Монферрану показалось, что он ослышался.
— Вызолотили?! Как?! Целиком?!!
— Ну да…
Огюст представил себе колоссальные бронзовые рельефы на фронтонах, горящие ослепительным огнем позолоты, — и все это под полыхающим огнем куполом…
— Это же безумие! Безобразие!.. — вырвалось у него. — И… Отчего это он меня даже в известность не поставил?
Витали развел руками, при этом выронив свой цилиндр, который тут же был поднят подбежавшим привратником.
— Да вот уж так, Август Августович. Я сразу к вам. Вы один только с ним спорить и умеете.
— Да уж, что верно, то верно…
Лицо архитектора наливалось краской, он стиснул кулаки, метнулся было зачем-то к камину, потом круто развернулся и крикнул, как бывало у него в минуты самого большого напряжения, на весь дом:
— Алеша!!! Мундир мой, и поскорее! Я немедленно иду во дворец!
— Анри, опомнись! — Элиза стремительно преградила ему дорогу. — Алеша в театре — это, во-первых. Во-вторых, сейчас без четверти десять. Куда ты пойдешь?!
— Ничего! — блеск в глазах Монферрана не предвещал ничего хорошего. Это испугало и Элизу, и Витали, начавшего уже сожалеть о своей поспешности. — Ничего, я знаю, там очередной бал сейчас… Вот я в кои веки раз тоже на балу побываю. Если у их величества настроение хорошее, он скорее меня послушает.
И, уже ринувшись вон из гостиной, он в сердцах обернулся на пороге и прорычал, кажется начисто позабыв, что Витали прекрасно понимает по-французски:
— Я ему покажу позолоту! Ах ты… неуч!
— Август Августович, голубчик, не делайте глупостей! — закричал перепуганный скульптор, порываясь догнать Монферрана.
Но Элиза покачала головой:
— Уже не удержите… Да вы не бойтесь: пока он дойдет до дворца, у него пыл уляжется, и уж он найдет, как говорить и что… Хотите чаю?
III
— Елена, голубушка, спустись, прошу тебя, туда, к ним, да спроси потихоньку у матушки, когда думают гости разойтись, и, ежели не скоро, попроси хотя бы, чтоб дети шли наконец к себе.
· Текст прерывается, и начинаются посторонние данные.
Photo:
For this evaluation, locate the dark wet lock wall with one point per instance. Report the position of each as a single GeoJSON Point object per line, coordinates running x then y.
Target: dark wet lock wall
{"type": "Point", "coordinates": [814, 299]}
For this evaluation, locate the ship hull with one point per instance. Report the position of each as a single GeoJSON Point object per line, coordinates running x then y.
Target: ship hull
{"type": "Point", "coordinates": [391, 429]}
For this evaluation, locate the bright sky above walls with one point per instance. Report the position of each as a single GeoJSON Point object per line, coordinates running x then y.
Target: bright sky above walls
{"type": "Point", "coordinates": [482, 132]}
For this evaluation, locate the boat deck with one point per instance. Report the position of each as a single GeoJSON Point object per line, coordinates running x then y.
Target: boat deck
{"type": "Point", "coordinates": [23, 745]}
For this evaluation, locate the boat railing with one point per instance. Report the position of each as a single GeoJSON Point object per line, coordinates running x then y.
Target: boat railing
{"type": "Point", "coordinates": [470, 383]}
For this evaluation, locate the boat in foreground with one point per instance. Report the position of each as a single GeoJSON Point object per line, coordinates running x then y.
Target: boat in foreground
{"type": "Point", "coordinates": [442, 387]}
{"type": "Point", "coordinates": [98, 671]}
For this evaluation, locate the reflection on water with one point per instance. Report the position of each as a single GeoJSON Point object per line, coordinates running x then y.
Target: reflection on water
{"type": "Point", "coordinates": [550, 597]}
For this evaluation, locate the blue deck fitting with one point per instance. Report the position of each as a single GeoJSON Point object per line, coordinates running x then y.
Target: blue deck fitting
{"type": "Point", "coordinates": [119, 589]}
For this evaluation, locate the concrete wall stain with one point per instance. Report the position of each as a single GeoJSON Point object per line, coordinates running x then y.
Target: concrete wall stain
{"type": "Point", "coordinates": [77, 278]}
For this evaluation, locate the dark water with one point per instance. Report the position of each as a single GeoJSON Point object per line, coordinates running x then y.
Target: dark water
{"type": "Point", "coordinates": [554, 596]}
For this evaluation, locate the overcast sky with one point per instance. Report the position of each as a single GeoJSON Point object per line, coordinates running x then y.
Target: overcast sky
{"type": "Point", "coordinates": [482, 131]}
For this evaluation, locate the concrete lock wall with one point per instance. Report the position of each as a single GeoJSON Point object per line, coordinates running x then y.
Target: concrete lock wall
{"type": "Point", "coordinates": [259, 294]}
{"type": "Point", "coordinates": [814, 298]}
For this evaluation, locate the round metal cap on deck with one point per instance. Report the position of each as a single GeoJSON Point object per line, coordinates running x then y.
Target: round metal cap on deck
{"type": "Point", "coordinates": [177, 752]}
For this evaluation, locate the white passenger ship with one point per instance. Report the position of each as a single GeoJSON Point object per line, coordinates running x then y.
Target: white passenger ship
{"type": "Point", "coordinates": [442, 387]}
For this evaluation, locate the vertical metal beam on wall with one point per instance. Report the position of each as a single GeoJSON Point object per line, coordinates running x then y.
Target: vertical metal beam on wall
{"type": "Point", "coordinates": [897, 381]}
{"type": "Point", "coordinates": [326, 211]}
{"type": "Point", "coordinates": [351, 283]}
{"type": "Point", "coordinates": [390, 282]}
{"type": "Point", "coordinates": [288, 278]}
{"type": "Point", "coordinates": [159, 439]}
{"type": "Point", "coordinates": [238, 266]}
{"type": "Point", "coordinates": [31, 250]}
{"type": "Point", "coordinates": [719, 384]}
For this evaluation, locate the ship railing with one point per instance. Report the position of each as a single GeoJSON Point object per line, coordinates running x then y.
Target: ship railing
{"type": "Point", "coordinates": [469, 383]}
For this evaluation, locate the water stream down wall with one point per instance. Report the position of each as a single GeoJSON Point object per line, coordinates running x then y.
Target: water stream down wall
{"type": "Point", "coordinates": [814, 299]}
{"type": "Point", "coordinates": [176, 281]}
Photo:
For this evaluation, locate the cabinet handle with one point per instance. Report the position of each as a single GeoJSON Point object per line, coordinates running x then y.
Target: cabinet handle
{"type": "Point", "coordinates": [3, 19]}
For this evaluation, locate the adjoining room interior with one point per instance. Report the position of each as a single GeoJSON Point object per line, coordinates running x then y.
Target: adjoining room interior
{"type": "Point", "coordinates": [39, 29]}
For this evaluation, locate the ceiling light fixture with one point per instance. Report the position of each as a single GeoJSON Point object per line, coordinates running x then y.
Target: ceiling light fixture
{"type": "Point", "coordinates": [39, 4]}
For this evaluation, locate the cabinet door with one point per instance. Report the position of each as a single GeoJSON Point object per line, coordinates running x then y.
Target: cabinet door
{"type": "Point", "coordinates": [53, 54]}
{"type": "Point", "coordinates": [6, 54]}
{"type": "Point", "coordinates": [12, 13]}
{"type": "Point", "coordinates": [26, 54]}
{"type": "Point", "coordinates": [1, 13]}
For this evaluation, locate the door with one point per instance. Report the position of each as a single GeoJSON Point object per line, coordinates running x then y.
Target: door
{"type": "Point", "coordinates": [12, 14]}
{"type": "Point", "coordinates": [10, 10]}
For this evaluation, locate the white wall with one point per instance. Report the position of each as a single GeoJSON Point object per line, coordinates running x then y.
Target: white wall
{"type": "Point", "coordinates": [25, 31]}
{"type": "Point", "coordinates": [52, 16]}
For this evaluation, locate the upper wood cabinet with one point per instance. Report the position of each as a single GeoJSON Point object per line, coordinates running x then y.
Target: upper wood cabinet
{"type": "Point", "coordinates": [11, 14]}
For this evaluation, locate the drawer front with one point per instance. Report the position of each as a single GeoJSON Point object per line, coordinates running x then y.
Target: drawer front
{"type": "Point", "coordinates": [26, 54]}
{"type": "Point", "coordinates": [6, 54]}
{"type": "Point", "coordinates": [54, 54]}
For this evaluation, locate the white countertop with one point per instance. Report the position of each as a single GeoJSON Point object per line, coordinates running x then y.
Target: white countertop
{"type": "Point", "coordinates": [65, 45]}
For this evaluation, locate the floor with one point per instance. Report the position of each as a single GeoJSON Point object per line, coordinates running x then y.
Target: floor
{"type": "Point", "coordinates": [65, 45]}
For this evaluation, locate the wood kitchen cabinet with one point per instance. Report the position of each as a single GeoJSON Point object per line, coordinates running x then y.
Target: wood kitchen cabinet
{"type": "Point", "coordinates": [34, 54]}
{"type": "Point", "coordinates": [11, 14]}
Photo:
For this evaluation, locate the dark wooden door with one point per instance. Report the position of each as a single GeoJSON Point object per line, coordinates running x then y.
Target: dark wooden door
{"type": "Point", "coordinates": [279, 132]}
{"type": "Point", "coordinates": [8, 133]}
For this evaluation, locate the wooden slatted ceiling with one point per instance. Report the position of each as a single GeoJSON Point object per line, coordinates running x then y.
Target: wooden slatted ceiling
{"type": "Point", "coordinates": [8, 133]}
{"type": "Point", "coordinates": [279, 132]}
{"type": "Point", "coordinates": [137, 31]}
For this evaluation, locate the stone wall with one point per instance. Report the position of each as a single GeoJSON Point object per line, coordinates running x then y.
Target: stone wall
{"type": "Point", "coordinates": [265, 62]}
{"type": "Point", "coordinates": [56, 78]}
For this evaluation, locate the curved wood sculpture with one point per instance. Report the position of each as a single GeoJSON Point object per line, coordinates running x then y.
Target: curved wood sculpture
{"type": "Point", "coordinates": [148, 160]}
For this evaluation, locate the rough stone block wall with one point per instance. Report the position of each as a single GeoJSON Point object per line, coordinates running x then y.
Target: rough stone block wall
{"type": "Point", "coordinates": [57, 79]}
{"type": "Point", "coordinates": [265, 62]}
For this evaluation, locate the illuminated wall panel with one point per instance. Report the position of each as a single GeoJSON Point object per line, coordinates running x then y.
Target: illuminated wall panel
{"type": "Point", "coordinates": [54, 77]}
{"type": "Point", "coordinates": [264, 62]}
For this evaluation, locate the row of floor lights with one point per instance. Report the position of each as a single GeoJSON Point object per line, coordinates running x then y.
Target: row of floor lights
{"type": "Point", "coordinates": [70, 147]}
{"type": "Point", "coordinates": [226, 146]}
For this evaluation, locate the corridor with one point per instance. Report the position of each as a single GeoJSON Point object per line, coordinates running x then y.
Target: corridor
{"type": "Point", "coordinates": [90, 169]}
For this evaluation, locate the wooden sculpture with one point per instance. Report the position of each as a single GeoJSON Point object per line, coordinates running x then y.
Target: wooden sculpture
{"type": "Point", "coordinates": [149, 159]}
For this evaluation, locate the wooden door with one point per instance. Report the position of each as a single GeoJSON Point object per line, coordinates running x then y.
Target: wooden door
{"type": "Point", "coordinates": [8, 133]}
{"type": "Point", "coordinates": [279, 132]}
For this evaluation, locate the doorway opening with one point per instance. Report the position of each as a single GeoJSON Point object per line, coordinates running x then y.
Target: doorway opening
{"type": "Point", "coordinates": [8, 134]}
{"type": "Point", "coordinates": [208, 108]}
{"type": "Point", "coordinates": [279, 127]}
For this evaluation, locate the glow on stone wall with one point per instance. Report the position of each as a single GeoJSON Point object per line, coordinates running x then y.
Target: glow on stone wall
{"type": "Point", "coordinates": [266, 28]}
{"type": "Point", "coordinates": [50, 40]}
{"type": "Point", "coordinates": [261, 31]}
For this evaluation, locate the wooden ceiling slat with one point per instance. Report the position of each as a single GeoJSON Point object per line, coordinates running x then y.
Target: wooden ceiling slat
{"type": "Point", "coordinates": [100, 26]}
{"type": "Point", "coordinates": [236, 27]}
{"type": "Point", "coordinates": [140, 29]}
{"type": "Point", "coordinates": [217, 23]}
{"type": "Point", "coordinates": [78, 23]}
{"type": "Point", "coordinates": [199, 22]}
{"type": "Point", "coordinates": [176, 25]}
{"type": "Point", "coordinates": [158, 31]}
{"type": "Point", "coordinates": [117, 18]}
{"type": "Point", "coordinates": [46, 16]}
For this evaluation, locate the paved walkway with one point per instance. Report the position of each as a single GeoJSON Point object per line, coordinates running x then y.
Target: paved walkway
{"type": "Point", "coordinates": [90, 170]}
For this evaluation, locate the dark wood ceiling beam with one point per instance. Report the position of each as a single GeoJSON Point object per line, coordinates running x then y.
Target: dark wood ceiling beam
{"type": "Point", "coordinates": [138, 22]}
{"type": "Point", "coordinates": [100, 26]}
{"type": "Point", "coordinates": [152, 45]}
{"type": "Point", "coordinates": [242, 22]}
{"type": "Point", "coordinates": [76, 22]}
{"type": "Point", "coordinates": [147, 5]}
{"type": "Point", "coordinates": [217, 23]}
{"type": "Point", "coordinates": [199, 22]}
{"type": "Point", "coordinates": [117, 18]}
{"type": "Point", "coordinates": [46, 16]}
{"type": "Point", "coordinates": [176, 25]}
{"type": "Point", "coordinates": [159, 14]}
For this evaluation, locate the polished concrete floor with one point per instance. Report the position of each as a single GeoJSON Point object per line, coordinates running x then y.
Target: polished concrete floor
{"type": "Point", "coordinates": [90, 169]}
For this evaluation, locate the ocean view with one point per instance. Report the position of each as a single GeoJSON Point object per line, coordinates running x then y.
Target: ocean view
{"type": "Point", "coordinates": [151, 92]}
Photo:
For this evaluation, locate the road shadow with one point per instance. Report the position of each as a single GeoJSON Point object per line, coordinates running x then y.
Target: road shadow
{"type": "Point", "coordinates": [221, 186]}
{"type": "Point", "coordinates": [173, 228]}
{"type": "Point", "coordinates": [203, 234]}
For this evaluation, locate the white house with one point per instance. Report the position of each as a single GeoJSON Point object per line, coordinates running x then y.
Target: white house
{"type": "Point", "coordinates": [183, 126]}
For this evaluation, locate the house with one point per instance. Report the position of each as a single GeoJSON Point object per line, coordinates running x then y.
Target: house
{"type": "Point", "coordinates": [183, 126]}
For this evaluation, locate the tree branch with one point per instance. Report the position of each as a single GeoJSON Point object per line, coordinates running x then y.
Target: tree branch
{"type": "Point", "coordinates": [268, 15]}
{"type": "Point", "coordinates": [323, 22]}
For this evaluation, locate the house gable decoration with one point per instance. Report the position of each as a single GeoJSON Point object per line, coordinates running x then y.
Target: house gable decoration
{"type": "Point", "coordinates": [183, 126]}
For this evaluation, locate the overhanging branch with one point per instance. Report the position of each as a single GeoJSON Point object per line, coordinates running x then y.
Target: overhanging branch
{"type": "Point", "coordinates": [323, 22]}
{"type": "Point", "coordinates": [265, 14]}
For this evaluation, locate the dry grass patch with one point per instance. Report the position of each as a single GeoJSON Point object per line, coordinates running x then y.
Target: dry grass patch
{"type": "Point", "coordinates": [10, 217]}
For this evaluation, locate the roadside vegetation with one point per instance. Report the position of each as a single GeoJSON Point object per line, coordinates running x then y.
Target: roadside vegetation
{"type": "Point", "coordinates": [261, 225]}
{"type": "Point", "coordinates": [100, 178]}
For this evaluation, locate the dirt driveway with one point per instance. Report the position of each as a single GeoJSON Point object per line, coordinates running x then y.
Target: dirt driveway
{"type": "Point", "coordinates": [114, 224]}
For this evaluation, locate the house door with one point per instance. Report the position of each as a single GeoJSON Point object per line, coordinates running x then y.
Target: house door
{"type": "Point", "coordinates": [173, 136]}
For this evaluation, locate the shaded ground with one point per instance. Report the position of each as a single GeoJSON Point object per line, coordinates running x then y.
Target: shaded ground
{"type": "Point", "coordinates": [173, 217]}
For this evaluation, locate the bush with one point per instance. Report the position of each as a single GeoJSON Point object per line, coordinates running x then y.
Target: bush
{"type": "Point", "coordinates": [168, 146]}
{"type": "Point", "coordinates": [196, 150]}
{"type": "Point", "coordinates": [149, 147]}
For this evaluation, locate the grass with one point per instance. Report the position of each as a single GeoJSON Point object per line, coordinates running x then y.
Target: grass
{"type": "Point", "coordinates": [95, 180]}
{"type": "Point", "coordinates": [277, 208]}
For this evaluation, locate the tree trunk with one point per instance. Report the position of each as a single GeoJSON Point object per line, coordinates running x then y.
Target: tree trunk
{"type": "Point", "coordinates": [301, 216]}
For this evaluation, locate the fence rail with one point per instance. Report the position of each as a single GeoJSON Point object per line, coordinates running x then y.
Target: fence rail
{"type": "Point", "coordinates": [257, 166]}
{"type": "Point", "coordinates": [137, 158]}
Что же они так там и будут?..
Андрей Иванович проговорил это, снимая очки, нервно мусоля их кусочком фланели и при этом мучительно моргая и щурясь.
Елена Андреевна, его старшая дочь, покорно поднялась с кресла, в котором сидела собравшись в комочек, положив голову на высокую спинку. Она пошла к двери медленно, осторожно — так она приучила себя ходить, чтобы не была заметна ее природная неизлечимая хромота. Дойдя до двери отцовского кабинета, девушка обернулась. На ее лице, некрасивом, но очень выразительном, появилось сомнение.